On its face, Espinoza appears to be a matter for small claims court rather than the nation’s highest judges. At its core, the case concerns a now-defunct $150 tax credit for donations to organizations that provide scholarships for private schools. Montana’s Supreme Court ruled that this tax credit violated a clause in the state constitution which bans “direct or indirect” funding for schools that are “controlled in whole or in part by any church, sect, or denomination.” This clause is known as a “Blaine amendment” after James G. Blaine, a representative from Maine who attempted to pass a similar amendment to the U.S. Constitution in the 1870s. 39 states have Blaine clauses in their state constitutions.
As a result of the ruling, the Montana Supreme Court struck down the program in its entirety – the tax credit program no longer exists, and neither secular private schools nor those affiliated with churches can make use of it. But Espinoza claims that the Blaine amendment violates the federal constitution’s Free Exercise clause – and that once the state allowed public funding for any private schools, it is not only obligated to make that funding available to religious schools but that it cannot stop providing that funding at all. To do so, they argue, would be discrimination against their religious practices.
If the plaintiffs succeed in their case – which seems likely, given that Espinoza, like so many Supreme Court cases, looks like it will be settled along partisan lines – it could have a number of dramatic effects on the separation of church and state in the U.S. For starters, it would further expand the use of taxpayer dollars for religious indoctrination, something that up until 2002’s Zelman vs. Simmons-Harris was rejected by the court. It would also set a precedent that, once a state had instituted a program like the one in Montana, it would no longer have the authority to end that program once it was in place, putting the rights of states to make laws in a strange position.
The results could be even more radical than they first appear. While the base claim is that if the state provides aid to secular private schools, then it must also provide that aid to religious private schools, the argument of the plaintiffs could go much further than that. According to National Public Radio’s recap of the arguments, the plaintiffs’ argument could go beyond simply equating secular and religious private schools, but go all the way to claiming religious private schools have a right to state funding on a level with public schools:
Justice Stephen Breyer wondered where the plaintiffs’ equal-treatment argument would end. He noted major school systems spend billions in taxpayer money to fund the public schools. “If I decide for you,” he asked, would these school systems “have to give proportionate amounts to parochial schools?”
Deputy Solicitor General Jeffrey Wall, representing the Trump administration, basically answered “yes.”

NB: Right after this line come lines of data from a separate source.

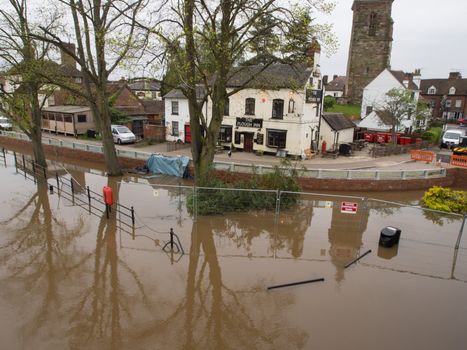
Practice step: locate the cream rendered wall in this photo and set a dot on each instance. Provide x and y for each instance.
(299, 124)
(329, 135)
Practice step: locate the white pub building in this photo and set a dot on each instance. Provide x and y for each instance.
(279, 110)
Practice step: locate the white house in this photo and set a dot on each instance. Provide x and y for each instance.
(336, 129)
(336, 87)
(374, 96)
(277, 110)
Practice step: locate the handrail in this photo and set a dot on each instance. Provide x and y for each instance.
(345, 174)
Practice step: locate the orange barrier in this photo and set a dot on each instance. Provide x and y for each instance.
(459, 161)
(426, 156)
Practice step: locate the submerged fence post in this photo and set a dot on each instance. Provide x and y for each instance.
(458, 243)
(16, 162)
(278, 204)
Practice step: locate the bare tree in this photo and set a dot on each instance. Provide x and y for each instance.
(214, 37)
(25, 61)
(106, 37)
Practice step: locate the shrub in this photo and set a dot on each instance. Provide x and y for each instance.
(445, 199)
(221, 198)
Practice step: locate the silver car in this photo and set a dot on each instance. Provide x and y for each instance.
(121, 134)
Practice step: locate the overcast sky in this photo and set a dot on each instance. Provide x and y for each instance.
(428, 34)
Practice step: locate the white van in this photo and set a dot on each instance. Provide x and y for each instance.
(452, 137)
(121, 134)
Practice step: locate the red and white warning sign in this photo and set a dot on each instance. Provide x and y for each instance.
(349, 207)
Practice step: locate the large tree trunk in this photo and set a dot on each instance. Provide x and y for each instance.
(101, 114)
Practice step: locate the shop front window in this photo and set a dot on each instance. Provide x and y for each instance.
(225, 133)
(276, 138)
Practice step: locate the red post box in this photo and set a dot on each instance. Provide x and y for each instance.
(108, 197)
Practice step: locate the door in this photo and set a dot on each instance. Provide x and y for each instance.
(187, 133)
(248, 142)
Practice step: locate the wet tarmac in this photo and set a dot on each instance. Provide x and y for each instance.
(71, 278)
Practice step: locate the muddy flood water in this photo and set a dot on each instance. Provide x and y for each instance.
(71, 278)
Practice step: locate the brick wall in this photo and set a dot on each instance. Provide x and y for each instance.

“You can’t deny a generally available public benefit” to an otherwise qualified institution “based solely on its religious character,” he said.
This would have the ultimate effect of transferring a huge proportion of taxpayer dollars toward religious schools, which are not bound to the same standards as public schools and which are free to discriminate in ways that public schools cannot. (In the interest of full disclosure, the author is employed by a professional association that advocates for public education.) It would also, as pointed out by Monica Kristin Blair in the Washington Post, lead to a substantial transfer of taxes toward schools that have historically been less integrated than public schools, reinforcing the U.S.’s historical lack of investment in the education of racial and ethnic minorities.

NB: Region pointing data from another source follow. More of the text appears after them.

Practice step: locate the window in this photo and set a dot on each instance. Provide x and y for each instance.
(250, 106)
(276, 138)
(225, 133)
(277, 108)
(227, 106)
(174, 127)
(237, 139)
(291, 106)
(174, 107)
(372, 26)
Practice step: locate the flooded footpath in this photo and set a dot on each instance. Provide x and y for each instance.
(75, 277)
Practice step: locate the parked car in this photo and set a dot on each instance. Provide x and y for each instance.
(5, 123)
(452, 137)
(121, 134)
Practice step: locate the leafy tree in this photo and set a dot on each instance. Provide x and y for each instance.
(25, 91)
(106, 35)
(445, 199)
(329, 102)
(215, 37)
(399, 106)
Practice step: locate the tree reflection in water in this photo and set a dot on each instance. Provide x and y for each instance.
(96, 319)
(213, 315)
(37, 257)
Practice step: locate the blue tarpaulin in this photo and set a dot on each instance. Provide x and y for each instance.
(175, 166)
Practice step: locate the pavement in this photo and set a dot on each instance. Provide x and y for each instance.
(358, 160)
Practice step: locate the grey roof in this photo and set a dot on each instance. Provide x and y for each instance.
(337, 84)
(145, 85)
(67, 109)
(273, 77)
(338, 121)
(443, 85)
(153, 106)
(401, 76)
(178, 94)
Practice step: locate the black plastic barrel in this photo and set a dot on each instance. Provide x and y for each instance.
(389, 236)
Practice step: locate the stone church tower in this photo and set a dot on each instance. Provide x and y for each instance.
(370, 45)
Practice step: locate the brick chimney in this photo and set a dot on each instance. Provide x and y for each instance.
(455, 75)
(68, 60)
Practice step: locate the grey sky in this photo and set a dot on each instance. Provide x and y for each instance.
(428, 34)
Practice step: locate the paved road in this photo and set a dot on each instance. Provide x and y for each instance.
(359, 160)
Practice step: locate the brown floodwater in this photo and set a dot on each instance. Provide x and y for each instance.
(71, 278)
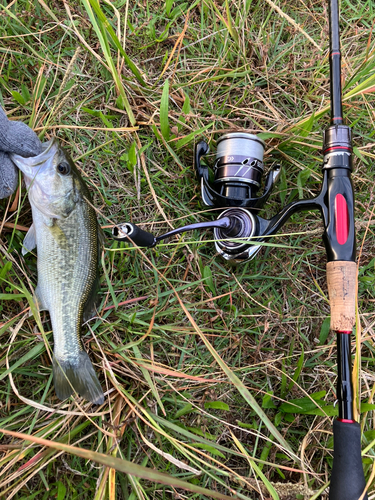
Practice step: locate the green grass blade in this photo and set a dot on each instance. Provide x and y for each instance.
(121, 465)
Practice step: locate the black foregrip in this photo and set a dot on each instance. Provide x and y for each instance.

What galls them most about Espinoza is that, in its myopic focus on the individual desires of certain parents to use public funding to support their private faiths, it would force everyone else to give aid to religious teachings they may find personally appalling. “We are a Christian family and I want those values taught at school,” said Kendra Espinoza, the lead plaintiff in the case, as an explanation for why she brought it forward. “Our morals as a society come from the Bible.” But many of us hold morals that are totally opposed to what gets taught in schools like the Stillwater Christian School, where Espinoza’s children attend, and which has policies that actively discriminate against LGBTQ students and employees.
It is certainly the right of Ms. Espinoza to believe as she wishes, and, although sad and unfortunate, it is her right to send her children to be educated in those beliefs. But how is it right to force those of us who believe otherwise to fund that decision?
The continued wearing-away of the separation between church and state only benefits the religions who have enough power and capital to influence the state; Espinoza is just the latest attempt to give primarily Christian schools access to have public funds without any of the public accountability that should come with them.